The AHA revised their statement and the FDA scrapped the label changes this past April, when preliminary results from several studies investigating the association between ADHD medications and CV events became available. Currently more than 2.7 million U.S. children take ADHD medications each year.
Cooper and colleagues analyzed data from 1,200,438 children and young adults ages 2 to 24 years from four health plans — Tennessee Medicaid, Washington State Medicaid, Kaiser Permanente California, and OptumInsight Epidemiology — among whom a total of 81 serious cardiovascular events occurred.
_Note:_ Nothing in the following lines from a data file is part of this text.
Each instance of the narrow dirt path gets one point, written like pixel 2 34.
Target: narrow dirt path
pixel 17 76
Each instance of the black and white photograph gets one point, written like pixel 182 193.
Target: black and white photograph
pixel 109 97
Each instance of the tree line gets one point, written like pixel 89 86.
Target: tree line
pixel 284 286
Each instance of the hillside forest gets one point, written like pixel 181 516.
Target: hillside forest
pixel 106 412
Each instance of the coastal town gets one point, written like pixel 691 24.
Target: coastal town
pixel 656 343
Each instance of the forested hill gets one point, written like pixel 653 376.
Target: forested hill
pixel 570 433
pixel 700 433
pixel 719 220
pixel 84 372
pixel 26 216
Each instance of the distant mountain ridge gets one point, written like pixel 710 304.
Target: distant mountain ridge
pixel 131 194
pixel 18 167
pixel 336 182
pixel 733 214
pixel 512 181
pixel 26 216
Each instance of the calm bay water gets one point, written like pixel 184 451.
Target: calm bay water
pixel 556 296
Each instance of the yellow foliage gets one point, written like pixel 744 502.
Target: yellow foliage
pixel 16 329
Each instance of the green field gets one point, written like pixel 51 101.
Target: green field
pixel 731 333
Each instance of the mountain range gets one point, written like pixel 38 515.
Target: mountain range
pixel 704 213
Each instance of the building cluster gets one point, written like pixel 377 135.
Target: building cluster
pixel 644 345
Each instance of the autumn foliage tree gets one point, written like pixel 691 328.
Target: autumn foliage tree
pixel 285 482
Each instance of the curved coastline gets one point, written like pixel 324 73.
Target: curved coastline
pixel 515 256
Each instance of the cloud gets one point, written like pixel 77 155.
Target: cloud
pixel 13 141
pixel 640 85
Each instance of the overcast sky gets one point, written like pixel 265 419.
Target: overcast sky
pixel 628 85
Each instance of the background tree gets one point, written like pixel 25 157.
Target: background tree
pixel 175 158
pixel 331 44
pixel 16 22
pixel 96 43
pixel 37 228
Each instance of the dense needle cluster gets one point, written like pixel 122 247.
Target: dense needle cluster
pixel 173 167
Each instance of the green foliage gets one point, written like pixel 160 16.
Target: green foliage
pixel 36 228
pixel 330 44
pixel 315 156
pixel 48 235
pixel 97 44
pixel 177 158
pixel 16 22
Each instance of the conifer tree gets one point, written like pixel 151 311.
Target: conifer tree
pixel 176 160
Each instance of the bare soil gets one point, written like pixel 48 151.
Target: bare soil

These included 33 sudden cardiac deaths, nine acute MIs and 39 strokes.
There were seven events during 373,667 person-years of current ADHD drug use, 25 events in 607,475 person-years for former users, and 49 events during 1,597,962 person-years among non-users.
Neither former nor current ADHD medication use was associated with increased risk for serious CV events (HR=0.75, 95% CI: 0.31-1.85; and HR=1.03, 95% CI: 0.57-1.89, respectively), the researchers found. Furthermore, no risk was identified when current users were compared with former users.
Study limitations included the low number of events, which limits its statistical power, particularly for individual endpoints and drugs.
Cooper WO et al. N Eng J Med. 2011;doi:10.1056/NEJMoa1110212.